Why we need health AI agents

By 2035, over half the global population is expected to be overweight, costing the world economy an estimated $4 trillion. At the same time, AI is advancing rapidly. Many startups use LLMs like GPT-4o, Claude 3, and Gemini 1.5 Pro to build the backbone of AI agents that can reason, adapt, and act.

Now imagine a billion people with access to an always-on AI agent that acts like their nutrition coach that provides personalized and proactive guidance. Diets would improve. Chronic disease rates would fall. Healthcare would shift from treatment to prevention. This is the promise of AI agents: domain-specific, intelligent systems that solve real-world problems at scale.

We see the infrastructure for agents forming, with tools like Zep for memory, AutoGen for reasoning and orchestration, and many others. But few agents feel truly smart enough to be an operator and do things for you. Today’s agents are mostly generic copilots or chatbots. Truly useful, vertical-specific agents that operate inside a domain and deliver consistent, meaningful action are still rare, especially in the consumer space.

Over the past year, we’ve been building a health-focused agent from the ground up. Our agent is using tens of millions of tokens a day. In doing so, we’ve run into the deeper product, design, and engineering challenges that come with building agents. And we want to share with the industry some of the challenges and learnings.

Designing AI agents from first principles

Agents introduce a completely new paradigm that you should rethink a category from the ground up. Instead of AI’fying a traditional app, you need to rethink from first principles what it means to solve this specific problem and whether solving it with LLMs is better.

This kind of rethink applies across industries. Whether in legal tech (e.g., Harvey AI), personal finance (e.g., Cleo), or mental health (e.g., Woebot).

With Welling, we asked: if language models were the default UI, how would a nutrition coach work? We didn’t look at for example MyFitnessPal (the most common calorie tracking app), and upgraded some of its features with AI. Instead, we completely rethought the experience and AI’fied the coach instead. We asked ourselves what a coach would do to solve this user problem. This creates a completely different product experience that simplifies it for the user.
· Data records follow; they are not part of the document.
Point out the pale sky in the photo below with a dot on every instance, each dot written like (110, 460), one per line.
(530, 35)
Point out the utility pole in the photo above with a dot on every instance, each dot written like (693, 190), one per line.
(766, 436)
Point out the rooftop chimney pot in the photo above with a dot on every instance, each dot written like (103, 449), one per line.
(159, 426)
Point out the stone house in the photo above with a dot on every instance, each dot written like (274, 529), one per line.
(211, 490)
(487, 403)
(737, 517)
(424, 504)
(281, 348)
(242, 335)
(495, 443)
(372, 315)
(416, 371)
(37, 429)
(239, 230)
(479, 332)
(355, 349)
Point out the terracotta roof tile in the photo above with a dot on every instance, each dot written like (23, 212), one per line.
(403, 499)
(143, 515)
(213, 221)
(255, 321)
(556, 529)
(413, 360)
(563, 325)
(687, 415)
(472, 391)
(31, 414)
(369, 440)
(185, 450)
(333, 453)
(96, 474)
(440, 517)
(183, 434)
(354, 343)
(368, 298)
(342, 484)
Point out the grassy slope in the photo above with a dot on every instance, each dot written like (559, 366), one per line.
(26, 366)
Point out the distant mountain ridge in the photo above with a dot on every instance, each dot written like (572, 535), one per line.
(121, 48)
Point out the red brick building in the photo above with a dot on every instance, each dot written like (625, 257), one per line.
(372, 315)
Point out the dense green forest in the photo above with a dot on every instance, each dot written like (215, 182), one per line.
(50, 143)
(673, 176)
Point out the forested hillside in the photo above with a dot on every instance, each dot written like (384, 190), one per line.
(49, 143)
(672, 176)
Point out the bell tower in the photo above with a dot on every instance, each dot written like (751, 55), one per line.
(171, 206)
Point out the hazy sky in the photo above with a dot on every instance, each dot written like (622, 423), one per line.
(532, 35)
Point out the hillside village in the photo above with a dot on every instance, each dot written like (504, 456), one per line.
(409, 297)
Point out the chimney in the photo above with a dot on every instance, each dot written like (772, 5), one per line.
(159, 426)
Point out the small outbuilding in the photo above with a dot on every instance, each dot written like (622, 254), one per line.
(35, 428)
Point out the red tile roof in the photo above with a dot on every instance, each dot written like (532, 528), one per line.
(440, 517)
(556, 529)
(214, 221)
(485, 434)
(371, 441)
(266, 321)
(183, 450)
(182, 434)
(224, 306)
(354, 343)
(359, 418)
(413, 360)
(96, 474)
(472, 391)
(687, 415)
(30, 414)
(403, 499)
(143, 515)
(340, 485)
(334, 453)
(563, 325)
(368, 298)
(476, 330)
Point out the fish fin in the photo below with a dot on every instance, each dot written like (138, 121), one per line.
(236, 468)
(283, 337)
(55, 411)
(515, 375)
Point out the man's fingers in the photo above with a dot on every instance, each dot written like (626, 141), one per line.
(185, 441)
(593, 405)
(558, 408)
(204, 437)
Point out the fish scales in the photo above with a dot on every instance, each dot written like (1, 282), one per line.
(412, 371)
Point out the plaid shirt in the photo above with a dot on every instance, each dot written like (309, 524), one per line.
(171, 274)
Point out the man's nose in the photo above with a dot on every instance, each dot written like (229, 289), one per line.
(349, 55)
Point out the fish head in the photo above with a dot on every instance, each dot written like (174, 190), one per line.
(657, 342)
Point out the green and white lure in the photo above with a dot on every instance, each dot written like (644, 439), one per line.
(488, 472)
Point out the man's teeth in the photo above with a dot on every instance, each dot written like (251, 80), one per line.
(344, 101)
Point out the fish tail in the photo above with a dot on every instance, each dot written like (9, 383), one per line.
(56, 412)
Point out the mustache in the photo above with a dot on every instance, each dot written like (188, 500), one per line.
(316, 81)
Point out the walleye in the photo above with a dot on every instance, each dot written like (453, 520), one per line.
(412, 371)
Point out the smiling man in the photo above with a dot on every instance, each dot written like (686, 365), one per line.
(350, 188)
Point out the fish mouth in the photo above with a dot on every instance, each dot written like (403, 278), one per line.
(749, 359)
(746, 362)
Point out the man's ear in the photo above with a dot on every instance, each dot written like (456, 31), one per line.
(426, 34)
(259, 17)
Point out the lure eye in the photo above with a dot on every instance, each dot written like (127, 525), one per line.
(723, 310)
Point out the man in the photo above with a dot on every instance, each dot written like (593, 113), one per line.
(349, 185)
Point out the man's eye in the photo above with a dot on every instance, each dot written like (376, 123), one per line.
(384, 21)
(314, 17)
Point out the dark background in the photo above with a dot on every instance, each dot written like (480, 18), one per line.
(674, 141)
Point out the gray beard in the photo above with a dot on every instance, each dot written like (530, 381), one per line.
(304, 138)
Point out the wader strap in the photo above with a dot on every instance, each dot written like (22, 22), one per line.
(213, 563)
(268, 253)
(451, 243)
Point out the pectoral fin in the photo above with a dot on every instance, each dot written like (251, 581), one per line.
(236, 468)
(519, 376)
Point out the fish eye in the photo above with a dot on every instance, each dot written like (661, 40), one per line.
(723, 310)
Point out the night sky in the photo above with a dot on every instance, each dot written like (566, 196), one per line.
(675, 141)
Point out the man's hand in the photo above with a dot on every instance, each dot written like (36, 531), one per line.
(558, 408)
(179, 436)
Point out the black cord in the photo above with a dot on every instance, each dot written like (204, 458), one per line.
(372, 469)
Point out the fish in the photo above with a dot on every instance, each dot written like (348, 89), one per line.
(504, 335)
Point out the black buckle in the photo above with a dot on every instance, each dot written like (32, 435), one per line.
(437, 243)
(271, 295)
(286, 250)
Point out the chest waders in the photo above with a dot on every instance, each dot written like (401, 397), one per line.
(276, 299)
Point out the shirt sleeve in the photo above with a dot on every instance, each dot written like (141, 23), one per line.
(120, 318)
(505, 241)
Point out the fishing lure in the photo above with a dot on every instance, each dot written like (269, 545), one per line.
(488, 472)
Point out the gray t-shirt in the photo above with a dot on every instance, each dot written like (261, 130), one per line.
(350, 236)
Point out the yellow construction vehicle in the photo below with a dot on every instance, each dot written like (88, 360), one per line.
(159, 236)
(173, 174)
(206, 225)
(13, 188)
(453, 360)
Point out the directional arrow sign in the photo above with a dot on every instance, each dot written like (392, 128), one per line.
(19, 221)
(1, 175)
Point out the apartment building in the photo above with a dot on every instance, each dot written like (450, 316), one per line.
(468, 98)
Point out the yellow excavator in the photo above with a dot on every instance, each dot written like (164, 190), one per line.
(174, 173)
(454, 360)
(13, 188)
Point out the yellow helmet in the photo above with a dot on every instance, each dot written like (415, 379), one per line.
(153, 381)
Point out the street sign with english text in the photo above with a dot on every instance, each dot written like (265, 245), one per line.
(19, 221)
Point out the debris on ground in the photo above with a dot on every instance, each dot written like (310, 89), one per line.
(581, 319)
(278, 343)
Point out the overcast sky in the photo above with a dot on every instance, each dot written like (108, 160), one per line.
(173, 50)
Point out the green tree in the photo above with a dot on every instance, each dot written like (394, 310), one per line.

What is the UI of an AI agent?

Kevin Weil, OpenAI’s Chief Product Officer, called chat “the most intuitive interface to humans.” And we think agents should start with the chat as the main interface. However, pure chat interfaces (for example WhatsApp, Telegram) are a very limiting factor for what functionality you can deliver to your users. Most effective agents need multimodal input and presenting data, and updates in more dynamic ways.

That’s why modern agentic UIs are evolving into hybrid interfaces: a chat-driven base layered with dashboards and dynamic components (like ChatGPT just introduced commerce and shopping cards in the chat). The chat can interact with the data and can effectively make changes on the dashboards. As a user, you’re commanding an operator. At Welling, it took a lot of engineering and design effort to make sure we could deliver this to our users reliably. And this new design paradigm comes with design challenges that the industry has yet to agree on. For example:

  • How to separate input (e.g., chat) from output (e.g., dashboards) without confusing the user?
  • In which use cases should the agent decide versus the user deciding? For example, with Welling, should water be logged automatically extracted from food logs, or should the user do it manually to keep autonomy on deciding what counts as water?
  • Shall all input data go through the agent, or should some be manual? How do we make the distinction?

There is no established playbook here. Just like early mobile UX needed new design languages and patterns that users over time got used to, agent-first design is creating its own paradigms.

Solving for a large messy problem space of language

LLMs are great with language—but humans can be (kind of) vague. “Had a bit of curry rice” isn’t a database entry. It’s a probabilistic phrase describing a regional dish with unknown quantities. Each vertical agent needs to build their own layer between their application and their foundational models that will bridge the logic and handle the vertical-specific use cases. With Welling, we built our own food parsing engine and algorithms using context-aware prompts, search and matching algorithms, fallback mechanisms, and user feedback to make sure Welling makes reliable and consistent calorie and macro estimations.

Any domain will have similar challenges. And this middle logic layer is partly where the differentiation and moat can be built.

Requiring deterministic outputs from a probabilistic system

Foundational models are inherently probabilistic. But in many verticals like legal, finance, or in our case, health tracking, users expect consistency.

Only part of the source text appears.